The African Union’s own elections monitoring mission has been given very limited coverage so far. The mission is headed-up by former Nigerian President Obasanjo, who led by far the largest country in Africa for a constitutional maximum of two terms before stepping down. The mission’s view is that the elections were free and orderly, and that the result will reflect the will of the Zimbabwean people, although no doubt they will have many practical concerns to air in their final report.
However, in reports like this, the Zimbabwe Elections Support Network’s much more negative assessment is being given considerably more weight. Indeed, the BBC’s World at One carried the view of the network that a million people eligible to vote were not registered. As it happens, millions of people in the UK are not registered to vote at each general election, so at face value the Zimbabwe figure seemed unremarkable.
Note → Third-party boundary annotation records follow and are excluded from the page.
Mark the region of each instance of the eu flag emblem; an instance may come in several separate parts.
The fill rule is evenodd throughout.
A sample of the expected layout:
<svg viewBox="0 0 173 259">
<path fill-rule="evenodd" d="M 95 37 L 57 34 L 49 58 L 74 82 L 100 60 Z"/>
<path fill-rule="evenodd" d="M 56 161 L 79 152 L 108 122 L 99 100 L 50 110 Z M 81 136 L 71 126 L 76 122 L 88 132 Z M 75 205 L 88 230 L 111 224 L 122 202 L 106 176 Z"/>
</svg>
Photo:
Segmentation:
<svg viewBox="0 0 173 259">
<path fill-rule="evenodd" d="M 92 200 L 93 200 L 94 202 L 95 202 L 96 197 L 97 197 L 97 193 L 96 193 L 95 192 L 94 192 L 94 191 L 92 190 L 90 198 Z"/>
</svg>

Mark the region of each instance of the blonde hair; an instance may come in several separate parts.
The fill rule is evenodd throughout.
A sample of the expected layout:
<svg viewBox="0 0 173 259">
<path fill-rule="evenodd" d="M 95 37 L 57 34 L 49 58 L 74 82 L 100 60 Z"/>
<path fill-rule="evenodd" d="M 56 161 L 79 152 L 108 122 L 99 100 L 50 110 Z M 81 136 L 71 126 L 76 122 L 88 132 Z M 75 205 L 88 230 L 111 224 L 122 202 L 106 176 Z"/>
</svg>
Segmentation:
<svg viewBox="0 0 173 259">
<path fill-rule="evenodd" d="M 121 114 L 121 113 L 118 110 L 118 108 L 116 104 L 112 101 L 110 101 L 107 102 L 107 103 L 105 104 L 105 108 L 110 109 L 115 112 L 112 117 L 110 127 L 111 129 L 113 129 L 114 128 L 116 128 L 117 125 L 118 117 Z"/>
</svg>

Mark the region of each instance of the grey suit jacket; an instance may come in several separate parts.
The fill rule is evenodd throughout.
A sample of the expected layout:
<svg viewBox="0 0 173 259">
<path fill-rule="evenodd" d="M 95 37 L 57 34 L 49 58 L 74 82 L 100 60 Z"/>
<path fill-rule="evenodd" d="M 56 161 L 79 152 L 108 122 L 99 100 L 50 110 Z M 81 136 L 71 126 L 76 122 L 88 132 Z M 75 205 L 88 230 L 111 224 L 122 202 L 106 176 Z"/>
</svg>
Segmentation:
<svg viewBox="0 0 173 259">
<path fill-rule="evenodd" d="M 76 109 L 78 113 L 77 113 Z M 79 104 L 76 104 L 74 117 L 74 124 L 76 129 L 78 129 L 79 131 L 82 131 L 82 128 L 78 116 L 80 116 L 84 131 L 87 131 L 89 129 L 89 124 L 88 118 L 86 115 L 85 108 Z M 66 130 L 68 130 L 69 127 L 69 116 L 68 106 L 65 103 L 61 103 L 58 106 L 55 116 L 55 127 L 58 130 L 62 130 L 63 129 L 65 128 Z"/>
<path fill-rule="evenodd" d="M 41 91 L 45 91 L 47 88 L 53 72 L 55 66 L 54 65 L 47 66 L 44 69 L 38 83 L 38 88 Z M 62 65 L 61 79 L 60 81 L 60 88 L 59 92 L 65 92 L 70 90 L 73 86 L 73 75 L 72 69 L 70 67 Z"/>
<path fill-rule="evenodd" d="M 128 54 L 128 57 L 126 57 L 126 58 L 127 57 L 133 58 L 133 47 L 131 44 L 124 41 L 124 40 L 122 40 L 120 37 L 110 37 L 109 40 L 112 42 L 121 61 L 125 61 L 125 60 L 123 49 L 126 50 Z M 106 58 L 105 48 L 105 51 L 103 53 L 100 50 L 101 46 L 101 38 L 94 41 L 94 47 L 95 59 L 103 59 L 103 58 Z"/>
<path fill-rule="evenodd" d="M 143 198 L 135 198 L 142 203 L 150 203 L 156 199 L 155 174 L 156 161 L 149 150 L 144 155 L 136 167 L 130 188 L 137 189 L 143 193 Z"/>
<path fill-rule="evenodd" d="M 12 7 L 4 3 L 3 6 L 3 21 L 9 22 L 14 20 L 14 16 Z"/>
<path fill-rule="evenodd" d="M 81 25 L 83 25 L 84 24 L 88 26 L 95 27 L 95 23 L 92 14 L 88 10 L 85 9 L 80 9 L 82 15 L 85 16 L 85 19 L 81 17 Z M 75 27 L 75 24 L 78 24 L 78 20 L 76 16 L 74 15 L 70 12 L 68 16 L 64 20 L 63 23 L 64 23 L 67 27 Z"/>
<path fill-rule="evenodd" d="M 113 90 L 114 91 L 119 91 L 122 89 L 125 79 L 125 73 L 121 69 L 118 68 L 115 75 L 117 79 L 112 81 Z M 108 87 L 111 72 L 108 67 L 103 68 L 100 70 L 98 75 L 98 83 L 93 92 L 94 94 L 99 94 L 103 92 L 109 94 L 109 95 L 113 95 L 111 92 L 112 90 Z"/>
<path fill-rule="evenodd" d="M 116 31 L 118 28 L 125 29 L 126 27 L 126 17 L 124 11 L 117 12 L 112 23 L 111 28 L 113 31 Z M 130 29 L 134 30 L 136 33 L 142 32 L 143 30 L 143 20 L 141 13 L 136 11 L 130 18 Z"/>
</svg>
It’s not to suggest there isn’t an issue here – or course there will be many – it’s simply to say that it was impossible to tell from what was reported.
The AU and SADC missions, the latter of which will report at the end of the week, represent Africa’s own effort to ensure reasonable standards in these elections. Of course, Africans see democratic elections through a different prism from, say, many folk in the UK. The logistical implications are enormous and of course irregularities often exist in African elections which would not be commonplace here. The job of missions like the AU and SADC is to say whether, given all the difficulties we all know about, a reasonable threshold has been crossed.
Those of us in nations like the UK have to be careful not to damn elections in which millions of people have taken part, often in the most challenging of circumstances. There’s an enthusiasm in Zimbabwe for democracy now and it’s absolutely essential to recognise that; Zimbabweans deserve post-election encouragement and not sanctions as their ‘reward’.
For now, the Zimbabwe elections, while clearly not perfect, seem to have been peaceful and orderly with a high turnout.